I went to see District Attorney Bill Turner’s cross examination of P. David Romei Tuesday afternoon. It was brutal. Romei, already worn out by some eight hours of direct examination over two days, sparred in a spirited fashion with the DA, but Turner won every round on points, if not by knockout. The twelve jurors and two alternates seated across the small courtroom could not have failed to note the one-sided nature of the bout. A first-time felony defendant is no match for a prosecutor with several decades of courtroom experience, but Romei contributed to his own demise with a series of gaffes and failed attempts at self-effacement. It didn’t help that the case against him appeared devastating.
I couldn’t help but make a fleeting comparison between Romei and another luminary who seemed so out of place in this community. I could close my eyes and imagine Coach Fran, a wine sipper in a beer-guzzling town, being cross-examined by football inquisitors. Both Romei and Franchione were outsiders who assumed lofty positions in Aggieland, and who never quite fit in. That’s where the reference ends. Dennis endured a minor scandal that brushed up against NCAA regulations, and some go so far as to say he released student medical information in violation of federal law. All of which would have been forgiven if he had won more games. He left A&M with a $2 million severance and may coach again at some place where he fits better. David brought a lot of art to the Brazos Valley, but arrogance and poor judgment will most assuredly ruin his professional future, more than likely cost him a felony conviction, and probably send him to prison.
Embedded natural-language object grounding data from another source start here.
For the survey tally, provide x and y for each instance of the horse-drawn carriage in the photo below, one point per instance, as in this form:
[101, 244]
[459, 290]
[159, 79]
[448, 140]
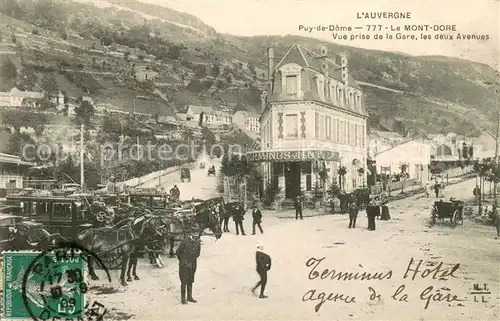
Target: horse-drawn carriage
[185, 174]
[452, 210]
In the opening round, Turner asked Romei how many years he had been affiliated with 501 (c) (3) charities. Fifteen, he answered. Having cast serious doubt upon David’s ignorance defense, the prosecutor then methodically ripped into the defendant’s practice of “laundering” contribution money by writing a personal check and then seeking reimbursement from the Arts Council. Didn’t he know gifts to politicians could endanger the Council’s tax-exempt status? Why “deceive” donors and taxpayers by masking the source of donations to charitable organizations? Why cook the books by assigning monthly cost overruns in one budget line item to another–even if the audited, year-end budget corrected the figures?
Then it got worse. Romei stated under direct examination that he never balanced his checkbook, but Turner produced a register that showed a balancing adjustment. Then he threw the knockout punch. Referring to a personal contribution to the A&M Foundation that Romei “forgot” to mail, but for which he received reimbursement, Turner produced bank statements that showed the deposit kept Romei’s account in the black and prevented overdrafts. “You needed that money, didn’t you?” Turner asked.
Part of Turner’s strategy was to damn Romei in the eyes of the jury by depicting the defendant as lofty, condescending, and dismissive of the taxpayers who had funded the Arts Council through grants from the city. David didn’t help himself with series of bizarre denials and transparent attempts at self-deprecation. At one point, when confronted with the charge that he used an Arts Council purchases to buy gasoline at local retail outlets, David said he didn’t know the meaning of the term: “convenience store.” Likewise, to his own lawyer on direct examination, he claimed to be ignorant of what “self-aggrandizement” meant. When he told Turner, after a blistering exchange, “I’m not smart enough to understand that,” Turner shot back: “But you’re a doctor!”
I talked to David for a few minutes between breaks. He’s obviously physically ill and disspirited, despite his feisty demeanor on the stand. He consulted infrequently with this lawyers. He had one female friend in the gallery; everybody else kept their distance, as if he were contaminated. He much older and considerably more frail than the sharp, engaging graduate student with whom I shared a seminar table almost a decade ago. I wish him the best, although I’m afraid things are going to get worse before they get better.
One thing is for sure. I’ll take care not to violate the law in Brazos County. I’d rather be shaking hands with Bill Turner at a Democratic campaign rally than have him prosecute me.